Он продолжал:
— И есть еще другая сторона дела, которая мучает тебя. Желания и опасения, скрывавшиеся за твоими отношениями с Одри. Точно так же, как были желания и опасения, которые толкнули ее к Шериффу. Это спрятано глубже, чем все остальное. И когда их пытаешься пересказать словами, — он застенчиво улыбнулся, — они выглядят фантастически. Гораздо более фантастически, чем рассказы Шериффа о его жизни. Ты рассердишься, если я скажу тебе, что мне кажется: ты страдаешь потому, что ты ее потерял, но ты горюешь гораздо больше потому, что в некотором роде ты хотел ее потерять и ты теперь терзаешь себя этим.
— Я не понимаю, о чем ты говоришь, — сказал я.
— Все время, что ты любил ее, ты возмущался собой из-за этого. Я чувствую это, не могу сказать, каким образом, но я уверен, что так оно и было.

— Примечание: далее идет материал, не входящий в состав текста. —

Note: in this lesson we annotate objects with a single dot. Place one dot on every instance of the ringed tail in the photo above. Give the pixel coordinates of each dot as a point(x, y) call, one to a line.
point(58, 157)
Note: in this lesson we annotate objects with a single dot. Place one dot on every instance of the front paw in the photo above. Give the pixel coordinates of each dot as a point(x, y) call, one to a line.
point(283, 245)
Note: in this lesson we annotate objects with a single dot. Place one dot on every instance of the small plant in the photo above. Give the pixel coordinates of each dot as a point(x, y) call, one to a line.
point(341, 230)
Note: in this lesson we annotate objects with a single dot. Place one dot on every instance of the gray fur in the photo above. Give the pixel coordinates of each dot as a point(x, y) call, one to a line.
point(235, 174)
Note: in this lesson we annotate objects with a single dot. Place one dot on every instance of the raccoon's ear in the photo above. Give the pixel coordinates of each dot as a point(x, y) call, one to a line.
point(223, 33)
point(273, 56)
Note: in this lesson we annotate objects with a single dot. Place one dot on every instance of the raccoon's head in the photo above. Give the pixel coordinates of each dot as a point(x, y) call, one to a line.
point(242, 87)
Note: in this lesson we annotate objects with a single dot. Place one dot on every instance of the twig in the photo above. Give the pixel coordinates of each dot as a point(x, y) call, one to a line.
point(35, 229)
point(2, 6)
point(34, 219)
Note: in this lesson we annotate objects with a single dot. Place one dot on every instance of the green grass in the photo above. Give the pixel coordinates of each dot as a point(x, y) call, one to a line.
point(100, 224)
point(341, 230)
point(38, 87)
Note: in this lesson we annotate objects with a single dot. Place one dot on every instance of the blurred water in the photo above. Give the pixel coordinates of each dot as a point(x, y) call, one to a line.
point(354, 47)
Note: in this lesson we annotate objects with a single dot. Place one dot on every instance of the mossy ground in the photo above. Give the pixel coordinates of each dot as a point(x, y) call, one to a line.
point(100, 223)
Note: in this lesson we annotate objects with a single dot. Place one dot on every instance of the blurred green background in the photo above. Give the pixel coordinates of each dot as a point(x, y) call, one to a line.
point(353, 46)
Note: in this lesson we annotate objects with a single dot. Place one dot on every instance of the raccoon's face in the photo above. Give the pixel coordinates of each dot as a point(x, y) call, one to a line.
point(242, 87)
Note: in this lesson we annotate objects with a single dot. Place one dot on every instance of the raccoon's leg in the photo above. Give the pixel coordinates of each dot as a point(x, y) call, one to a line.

Может быть, та внутренняя необходимость, которая заставила тебя заняться наукой, заставляла тебя бежать от твоей любви, а может, там было что-то более тонкое. Но что-то такое было, наряду с Одри. Мне думается, что это заставляло тебя любить ее еще больше и вместе с тем ты ощущал потребность освободиться от нее, поэтому теперь, когда она ушла, это причинило тебе такую сильную боль.
— Но мы так мало знаем, — вырвалось у него. — Я чувствую то, что я хочу выразить, но нет слов, нет понятий. Такие случаи, которые значат для нас больше, чем все остальное, столь же темны для нас, как твоя наука для доисторического человека. Мы многое знаем о внешнем мире, который не так уж важен для нас. Но в отношении самих себя… мы дикари, первобытное племя.
— И все же мы можем знать, — продолжал он, — мы можем знать и, быть может, будем знать. Во всяком случае, мне кажется, что это задача нашего времени. Ты помнишь, я однажды говорил тебе что-то в этом роде? Это было после танцев. Одри была тогда. И Мона…
Это имя удивило меня.
— Шерифф тогда оттеснил меня, — сказал Хант, — и когда все кончилось, мы с тобой возвращались домой. И тогда я впервые задумался над тем, что я должен попытаться решить. Тогда это выглядело очень грубо и незрело, но меня это увлекло. Мне и сейчас кажется, и сейчас я в этом уверен больше, чем когда бы то ни было, что без этого самосознания мы пропадем, мы должны найти его, мы вступаем в такую эпоху, когда это особенно необходимо, если только мы справимся с этой задачей, и можно будет отбросить прочь все остальное, науку, роскошь и все наши жалкие достижения.
К стыду своему, я испытывал в ту минуту возмущение, я думал о том, как легко отрицать роскошь тому, кто никогда не знал, что это такое, и успех, когда все надежды на него лопнули. Как легко отвергать мир, когда он уже утрачен. И все-таки его слова произвели на меня сильное впечатление.